Regulation of Apoptosis Signaling by Nitrosative Stress
Kwon, Young-Guen,Kim, Young-Myeong 이화여자대학교 세포신호전달연구센터 2002 고사리 세포신호전달 심포지움 Vol. No.4
Nitrosative stress that occurs via S-nitrosylation by interaction of nitric oxide(NO) with the biological thiols of proteins with nitric oxide(NO), synthesized from L-arginine by catalytic reaction of three isoforms of NO synthases, can regulate apoptosis. The reaction induces the decreased cellular redox potential, inhibition of metabolic enzymes, and regulation of gene expression. Caspase family, containing thiol residue in their catalytic sites, is a key enzyme in apoptotic cell death. These enzymes are activated in cells treated with cytotoxic cytokine such as TNFα, TRAIL, or Fas and then induce apoptotic cell death. The cysteine residue of the caspase protease is well-known target site for the redox-based modification S-nitrosylation.

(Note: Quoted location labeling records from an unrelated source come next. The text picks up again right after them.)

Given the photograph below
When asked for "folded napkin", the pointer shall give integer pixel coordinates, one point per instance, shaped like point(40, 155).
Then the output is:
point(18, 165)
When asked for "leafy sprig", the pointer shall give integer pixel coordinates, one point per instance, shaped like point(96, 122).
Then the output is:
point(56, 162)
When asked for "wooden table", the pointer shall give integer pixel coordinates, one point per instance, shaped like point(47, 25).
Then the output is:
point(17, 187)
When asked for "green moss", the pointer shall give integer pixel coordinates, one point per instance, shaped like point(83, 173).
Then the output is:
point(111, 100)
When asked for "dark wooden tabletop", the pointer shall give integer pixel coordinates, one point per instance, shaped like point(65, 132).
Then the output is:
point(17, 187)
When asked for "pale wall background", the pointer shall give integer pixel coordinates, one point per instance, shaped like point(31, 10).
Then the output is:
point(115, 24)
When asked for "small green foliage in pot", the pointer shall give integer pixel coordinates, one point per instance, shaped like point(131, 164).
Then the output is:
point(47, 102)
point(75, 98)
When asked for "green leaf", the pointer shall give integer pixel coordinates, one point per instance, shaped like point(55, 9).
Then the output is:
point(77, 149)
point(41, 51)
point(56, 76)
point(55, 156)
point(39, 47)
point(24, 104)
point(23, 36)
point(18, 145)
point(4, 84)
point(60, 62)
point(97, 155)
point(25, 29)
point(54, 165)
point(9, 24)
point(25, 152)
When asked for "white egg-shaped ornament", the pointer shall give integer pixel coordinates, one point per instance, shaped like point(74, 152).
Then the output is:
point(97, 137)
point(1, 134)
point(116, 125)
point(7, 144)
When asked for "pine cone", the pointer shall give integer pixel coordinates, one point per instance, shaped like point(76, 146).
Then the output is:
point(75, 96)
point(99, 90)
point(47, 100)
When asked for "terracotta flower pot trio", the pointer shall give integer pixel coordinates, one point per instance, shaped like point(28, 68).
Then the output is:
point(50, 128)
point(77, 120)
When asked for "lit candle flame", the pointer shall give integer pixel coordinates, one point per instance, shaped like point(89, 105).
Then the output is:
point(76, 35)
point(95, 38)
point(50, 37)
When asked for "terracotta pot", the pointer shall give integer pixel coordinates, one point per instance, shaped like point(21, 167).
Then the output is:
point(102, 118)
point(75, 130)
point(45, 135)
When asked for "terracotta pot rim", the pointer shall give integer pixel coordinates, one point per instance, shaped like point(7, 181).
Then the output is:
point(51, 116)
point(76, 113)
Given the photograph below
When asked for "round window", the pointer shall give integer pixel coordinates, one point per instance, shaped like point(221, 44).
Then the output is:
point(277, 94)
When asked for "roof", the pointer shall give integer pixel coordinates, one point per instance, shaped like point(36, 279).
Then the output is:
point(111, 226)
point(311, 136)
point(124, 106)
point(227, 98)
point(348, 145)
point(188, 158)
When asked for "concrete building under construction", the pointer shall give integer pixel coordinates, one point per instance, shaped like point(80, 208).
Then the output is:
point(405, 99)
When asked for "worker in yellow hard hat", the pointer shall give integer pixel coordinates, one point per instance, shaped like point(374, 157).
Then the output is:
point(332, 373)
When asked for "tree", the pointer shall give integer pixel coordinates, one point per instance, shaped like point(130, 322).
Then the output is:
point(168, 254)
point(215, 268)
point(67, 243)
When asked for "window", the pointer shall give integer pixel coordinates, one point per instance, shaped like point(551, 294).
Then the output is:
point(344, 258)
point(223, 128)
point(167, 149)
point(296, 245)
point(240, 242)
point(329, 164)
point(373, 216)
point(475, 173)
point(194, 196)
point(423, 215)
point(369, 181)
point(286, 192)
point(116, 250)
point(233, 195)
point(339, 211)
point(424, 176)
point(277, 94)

NO has been known to be either an inducer of apoptosis in some cells or inhibitor of apoptosis in others. We investigated the role of NO in apoptotic cell death and caspase activation/activity of hepatocytes and macrophage cell line RAW264.7 cells. Treatment with TNFα-induced apoptotic cell death accompanied by DNA fragmentation and caspase activation in cultured hepatocytes. The increased enzyme activation/activity was correlated with cleavage of Bcl-2 and Bid and mitochondrial cytochrome c release, which is a mediator of further activation of caspase-9 via the formation of apoptosome. NO(produced by NO donor SNAP and cytokine-mediated iNOS induction) and caspase inhibitors(Ac-DEVD-cho and Z-VAD-fmk) inhibited hepatocyte apoptosis, caspase activity, cleavage of Bcl-2 family, and cytochrome c release. Treatment of recombinant 7 members of caspase family with SNAP inhibited their catalytic activity by redox-based S-nitrosylation. These results indicate that NO can protect hepatocytes from TNFα-induced apoptosis. However, we found that SNAP treatment induced apoptotic cell death with DNA fragmentation, caspase activation, and cytochrome c release in RAW264.7 cells(low iron content), but not in hepatocytes(high iron). When increasing the cellular non-heme iron level in RAW264.7 cells pretreated with FeSO₄, the cells induced the resistant against SNAP-induced apoptosis, formation of dinirosyl-iron complexes(DNIC), suppression of caspase activation/activity, and cytochrome c release. Furthermore, synthetic DNIC showed the inhibitory effect on caspase-3 activity in vitro by S-nitrosylation. These data concluded that cellular non-heme iron content is a determinant of NO-mediated apoptosis and caspase inhibition.